Au cours des années 1970, on a observé en France l’apparition d’habitats groupés constitués
à l’initiative des habitants. Ces groupes avaient une démarche et des objectifs communs :

  • Le groupe conçoit ensemble un habitat convivial et maîtrisé.
  • Chaque foyer définit un logement correspondant à ses besoins et à ses capacités financières.
  • Le groupe détermine les locaux communs et les espaces extérieurs pouvant accueillir des activités communes.

La plupart ont intégré dans leur démarche des objectifs écologiques et bioclimatiques.

Ils se sont fédérés à partir de 1977 dans le cadre du M.H.G.A. : Mouvement de l’Habitat Groupé Autogéré.

Aujourd’hui, on estime qu’une centaine de groupes en France ont réalisé leur projet.

Ce Mouvement s’était fixé dès le départ un objectif ambitieux :
«Promouvoir ce mode d’habitat pour tous, notamment dans le secteur locatif».
Cet objectif a été atteint au début des années 1980 à Chambéry et à Orsay, par «Habitat Groupé Conseil», SARL fondée par quatre consultants membres du MHGA et qui ont obtenu commande de leurs missions par les municipalités associées à une Société H.L.M.

Ces missions avaient deux composantes :

  1. Rassembler les candidats au logement intéressés par le projet
  2. Définir avec eux le programme précis de l’opération dans le cadre d’un «Atelier d’habitants» mis à disposition par la municipalité

Le Ministère, via le «Plan-construction» a aidé au démarrage de ces projets.
Le projet de l’îlot du Penney à Chambéry a été doublement primé : au titre de la qualité de l’insertion dans le quartier et au titre de la démarche coopérative.
À l’heure actuelle on estime entre 10 et 20 le nombre d’opérations locatives du secteur social ayant fait l’objet d’une programmation concertée proche de celles de Chambéry et Orsay.

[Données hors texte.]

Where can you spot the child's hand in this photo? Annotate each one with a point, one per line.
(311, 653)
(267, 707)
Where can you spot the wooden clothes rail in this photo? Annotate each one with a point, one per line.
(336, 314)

Prenant en compte les enjeux contemporains dans le domaine de l’habitat , le Mouvement s’est réuni en Assemblée Générale Extraordinaire le 26 octobre 2008, à Montreuil et y a adopté une nouvelle Charte et de nouveaux statuts que vous trouverez dans ce dossier de Presse, après la présentation de quelques uns des groupes membres de notre Mouvement.


TEMPS PRÉSENT

DU FAIT DE LA CROISSANCE de la population mondiale, de la consommation et de la pollution atmosphérique croissante qui en résultent, du réchauffement climatique qui suit et de l’épuisement à l’horizon des énergies fossiles, presque tout le monde a compris qu’il fallait changer de cap, notamment en matière d’urbanisation.
Ce nouveau cap a pour nom le «Développement Durable». La définition générale de ce Développement Durable est claire :
«Répondre aux besoins du présent sans compromettre la possibilité pour les générations à venir de satisfaire les leurs».
Il en est de même pour ses quatre «piliers» : environnemental, économique, social et culturel. Mais pour ce qui est des applications de ces grands principes on observe une très grande diversité de points de vue, notamment en ce qui concerne les processus d’urbanisation.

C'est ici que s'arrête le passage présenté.